I could tell you, but then I would have to kill you.

Quora:

    I could tell you, but then I’d have to kill you has become a way to let someone know they’re asking you something you don’t want to answer (and a rather colorful way of telling them to mind their own business!).

    This line comes from "The Hounds of Baskervilles" featuring Sherlock Holmes.  Here is the exchange:

    Sherlock: I never did ask, Dr. Franklyn.  What is it exactly that you do here?
    Doctor: Oh, Mr. Holmes, I would love to tell you, but then, of course, I’d have to kill you.
    Sherlock: That would be tremendously ambitious of you.

        ︙

    The line has since appeared in many movies, including Top Gun with Tom Cruise.  Here’s a handy YouTube video compiling many snippets with this line and variations on it.

The Free Dictionary:

    a phrase said in answer to a question that one does not want to answer.  Don’t ask.

TV Tropes:

    Often heard in settings related to espionage and high security levels, the phrase “I’d tell you, but then I’d have to kill you” is itself probably a Dead Horse Trope by this point – whether for a serious straight use or not.

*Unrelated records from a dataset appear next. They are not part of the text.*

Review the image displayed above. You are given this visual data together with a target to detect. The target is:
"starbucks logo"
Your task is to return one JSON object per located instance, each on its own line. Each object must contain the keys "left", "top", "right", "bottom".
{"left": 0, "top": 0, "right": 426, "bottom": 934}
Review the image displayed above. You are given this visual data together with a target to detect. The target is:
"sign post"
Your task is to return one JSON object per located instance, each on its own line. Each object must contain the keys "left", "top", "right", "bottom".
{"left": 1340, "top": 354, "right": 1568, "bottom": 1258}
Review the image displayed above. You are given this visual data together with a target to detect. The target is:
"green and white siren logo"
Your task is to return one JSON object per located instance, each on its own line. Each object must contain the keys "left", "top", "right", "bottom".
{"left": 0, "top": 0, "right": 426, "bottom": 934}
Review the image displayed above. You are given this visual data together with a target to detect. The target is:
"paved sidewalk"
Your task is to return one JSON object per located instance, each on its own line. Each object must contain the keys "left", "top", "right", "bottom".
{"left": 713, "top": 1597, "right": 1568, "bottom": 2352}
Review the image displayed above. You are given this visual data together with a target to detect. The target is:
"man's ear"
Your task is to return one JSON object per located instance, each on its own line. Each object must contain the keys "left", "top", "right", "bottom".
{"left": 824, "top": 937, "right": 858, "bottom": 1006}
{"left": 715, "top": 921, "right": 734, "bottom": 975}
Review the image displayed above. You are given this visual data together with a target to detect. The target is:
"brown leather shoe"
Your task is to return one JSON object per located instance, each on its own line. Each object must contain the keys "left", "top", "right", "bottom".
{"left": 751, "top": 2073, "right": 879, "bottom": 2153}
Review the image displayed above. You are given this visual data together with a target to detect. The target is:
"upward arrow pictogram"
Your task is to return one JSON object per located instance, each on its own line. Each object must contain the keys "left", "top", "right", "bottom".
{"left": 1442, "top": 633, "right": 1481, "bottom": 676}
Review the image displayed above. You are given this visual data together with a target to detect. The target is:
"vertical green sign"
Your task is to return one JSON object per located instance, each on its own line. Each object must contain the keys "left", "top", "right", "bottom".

As the quotes above indicate, this has become something of a joke.

While not exactly an idiom or proverb, the phrase knew too much is evocative of the films The Man Who Knew Too Much, in which a man is murdered for learning of a criminal conspiracy.  References: [IMDb 1934], [IMDb 1956][Wikipedia 1934], [Wikipedia 1956].

There’s a well-known proverb, “A little learning is a dangerous thing,” often misquoted as “A little knowledge is a dangerous thing.”  For years I (mis)understood this to mean that knowledge is dangerous — so dangerous, so potent, that it is dangerous even in small quantities.  But when one sees the complete sentence, which appears in Part 2 of An Essay on Criticism by Alexander Pope:

A little learning is a dang’rous thing;
Drink deep, or taste not the Pierian spring:
There shallow draughts intoxicate the brain,
And drinking largely sobers us again.

it becomes clear that the message is that partial or incomplete knowledge is dangerous, while thorough or complete knowledge is a good thing.

The Phrase Finder:

    A small amount of knowledge can mislead people into thinking that they are more expert than they really are.

Dictionary.com:

    Knowing a little about something tempts one to overestimate one’s abilities.

and from this we get the phrase (again, not exactly an idiom or proverb) knowing just enough to be dangerous.